Eligible investments must be made after July 1, 2011. The credit is equal to 10% of the qualifying investment, and that unused credits can be carried forward for up to seven succeeding tax years. The credits may be claimed for either direct or indirect investments made by the taxpayer or by a pass-through entity in which the taxpayer owns an equity interest. Issuance of the credit certificates is to be administered by the Department of Development in consultation with the Department of Taxation.
The bill limits the value of credits granted by the Department of Development to $100 million in any fiscal biennium, and limits to $1 million the amount of credit any one taxpayer may receive in any fiscal biennium. A taxpayer may not claim the credit until the conclusion of the applicable “holding period.” The “holding period” is defined as at least two years beginning on the day the qualifying investment is made between July 1, 2011 and June 30, 2013 or five years if the qualifying investment is made after June 30, 2013.
TEMPORARY TAX AMNESTY PROGRAM
The bill requires the Tax Commissioner to administer a temporary tax amnesty program from May 1, 2012 to June 15, 2012 with respect to the following:
- Personal income tax
- Estate tax
- Corporate franchise tax
- Motor fuel tax
- Sales tax
- Cigarette tax
- Commercial activity tax
- School district taxes
- Dealers in intangibles tax
The program applies only to taxes that were due and payable as of May 1, 2011, which were unreported or underreported and which remain unpaid when the program commences. If during the program, a person pays the full amount of the delinquent taxes owed plus one-half of the interest that has accrued on the taxes, the Commissioner is required to waive or abate all applicable penalties and the other one-half of any interest that accrued on the taxes. In addition to the waiver of the penalties and one-half of the accrued interest, a person who participates in the program is immune from criminal prosecution or any civil action with respect to the taxes paid through the program.
USE TAX AMNESTY PROGRAM
The bill requires the Commissioner to administer a temporary use tax amnesty program specifically for consumers owing outstanding use tax. The use tax program will begin on October 1, 2011 and runs until May 1, 2013. Under the program, a consumer with outstanding use tax liability is required to self-report and remit the amount of use tax owed from January 1, 2009 forward.

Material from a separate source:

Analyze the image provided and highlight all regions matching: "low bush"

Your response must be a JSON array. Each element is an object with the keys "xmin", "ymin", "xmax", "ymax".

The Tax Commissioner is prohibited from waiving interest or penalties due on use tax paid under the amnesty program by a consumer who registered for payment of the use tax on or before June 1, 2011. The payment plan period may be up to 7 years. A consumer that makes the required payments pursuant to the program may not be the subject of a criminal or civil action with regard to the remitted tax. The Tax Commissioner is prohibited from assessing any consumer for use tax liability incurred before 2008.